Despite the importance of aerosol height information for events such as volcanic eruptions and long-range aerosol transport, spatial coverage of its retrieval is often limited because of a lack of appropriate instruments and algorithms. Geostationary satellite observations in particular provide constant monitoring for such events. This study assessed the application of different viewing geometries for a pair of geostationary imagers to retrieve aerosol top height (ATH) information.
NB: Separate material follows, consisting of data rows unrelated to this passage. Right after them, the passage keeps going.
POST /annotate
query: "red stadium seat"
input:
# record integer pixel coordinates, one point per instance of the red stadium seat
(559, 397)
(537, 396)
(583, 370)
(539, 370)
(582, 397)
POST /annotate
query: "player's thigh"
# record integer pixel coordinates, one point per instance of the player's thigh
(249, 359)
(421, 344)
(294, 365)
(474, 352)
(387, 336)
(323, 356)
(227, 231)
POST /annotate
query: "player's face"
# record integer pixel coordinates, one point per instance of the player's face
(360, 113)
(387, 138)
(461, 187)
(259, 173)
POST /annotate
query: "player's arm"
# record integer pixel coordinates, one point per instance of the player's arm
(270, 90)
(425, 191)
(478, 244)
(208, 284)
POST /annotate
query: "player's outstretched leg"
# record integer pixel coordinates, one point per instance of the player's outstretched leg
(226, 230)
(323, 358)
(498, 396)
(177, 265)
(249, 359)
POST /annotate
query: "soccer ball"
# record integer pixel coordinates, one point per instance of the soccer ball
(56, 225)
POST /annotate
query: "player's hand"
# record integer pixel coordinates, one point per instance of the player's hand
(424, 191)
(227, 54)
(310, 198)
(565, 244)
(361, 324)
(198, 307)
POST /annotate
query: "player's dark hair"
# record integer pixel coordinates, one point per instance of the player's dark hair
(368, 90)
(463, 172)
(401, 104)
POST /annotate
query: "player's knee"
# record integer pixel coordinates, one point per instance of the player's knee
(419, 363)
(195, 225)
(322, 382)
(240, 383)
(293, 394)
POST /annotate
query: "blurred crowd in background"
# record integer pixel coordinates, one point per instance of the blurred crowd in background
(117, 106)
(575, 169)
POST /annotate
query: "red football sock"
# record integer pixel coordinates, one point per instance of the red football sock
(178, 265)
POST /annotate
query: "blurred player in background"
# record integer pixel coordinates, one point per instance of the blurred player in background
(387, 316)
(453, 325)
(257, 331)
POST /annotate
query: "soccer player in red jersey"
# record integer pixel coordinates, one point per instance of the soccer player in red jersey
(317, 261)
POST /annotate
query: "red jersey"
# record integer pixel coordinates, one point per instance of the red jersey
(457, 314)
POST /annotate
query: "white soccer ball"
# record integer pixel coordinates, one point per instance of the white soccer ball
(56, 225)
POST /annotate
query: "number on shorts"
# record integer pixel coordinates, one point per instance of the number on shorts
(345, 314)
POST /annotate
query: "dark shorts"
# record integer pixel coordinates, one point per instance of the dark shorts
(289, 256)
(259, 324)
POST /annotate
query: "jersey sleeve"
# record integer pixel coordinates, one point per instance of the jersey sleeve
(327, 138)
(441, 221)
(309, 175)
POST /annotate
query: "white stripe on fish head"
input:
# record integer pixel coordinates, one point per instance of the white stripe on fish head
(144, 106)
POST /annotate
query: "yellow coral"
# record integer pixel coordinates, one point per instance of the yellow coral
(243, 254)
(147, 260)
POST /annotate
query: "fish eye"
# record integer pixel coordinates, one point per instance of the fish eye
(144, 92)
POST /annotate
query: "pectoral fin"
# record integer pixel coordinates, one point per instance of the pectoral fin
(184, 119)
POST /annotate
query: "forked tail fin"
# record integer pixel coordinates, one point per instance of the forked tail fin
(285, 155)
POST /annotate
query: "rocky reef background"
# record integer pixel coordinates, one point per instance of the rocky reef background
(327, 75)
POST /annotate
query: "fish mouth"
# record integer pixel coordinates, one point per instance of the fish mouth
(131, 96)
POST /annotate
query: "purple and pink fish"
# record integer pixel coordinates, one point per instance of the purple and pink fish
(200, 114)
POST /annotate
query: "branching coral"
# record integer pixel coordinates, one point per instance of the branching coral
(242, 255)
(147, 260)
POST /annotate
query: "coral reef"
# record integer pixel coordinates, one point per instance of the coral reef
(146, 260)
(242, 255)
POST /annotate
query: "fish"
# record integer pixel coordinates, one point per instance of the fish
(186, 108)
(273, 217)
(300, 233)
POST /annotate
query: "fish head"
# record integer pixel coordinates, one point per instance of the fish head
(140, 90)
The stereoscopic algorithm converts a lofted aerosol layer parallax, calculated using image-matching of two visible images, to ATH. The sensitivity study provides a reliable result using a pair of Advanced Himawari Imager (AHI) and Advanced Geostationary Radiation Imager (AGRI) images at 40 degrees longitudinal separation. The pair resolved aerosol layers above 1 km altitude over East Asia. In contrast, aerosol layers must be above 3 km for a pair of AHI and Advanced Meteorological Imager (AMI) images at 12.5 degrees longitudinal separation to resolve their parallax. Case studies indicate that the stereoscopic ATH retrieval results are consistent with aerosol heights determined using extinction profiles from the Cloud-Aerosol Lidar with Orthogonal Polarization (CALIOP). Comparisons between the stereoscopic ATH and the CALIOP 90% extinction height, defined by extinction coefficient at 532 nm data, indicated that 88.9% of ATH estimates from the AHI and AGRI are within 2 km of CALIOP 90% extinction heights, with a rootmean-squared difference (RMSD) of 1.66 km. Meanwhile, 24.4% of ATH information from the AHI and AMI was within 2 km of the CALIOP 90% extinction height, with an RMSD of 4.98 km. The ability of the stereoscopic algorithm to monitor hourly aerosol height variations is demonstrated by comparison with a Korea Aerosol Lidar Observation Network dataset.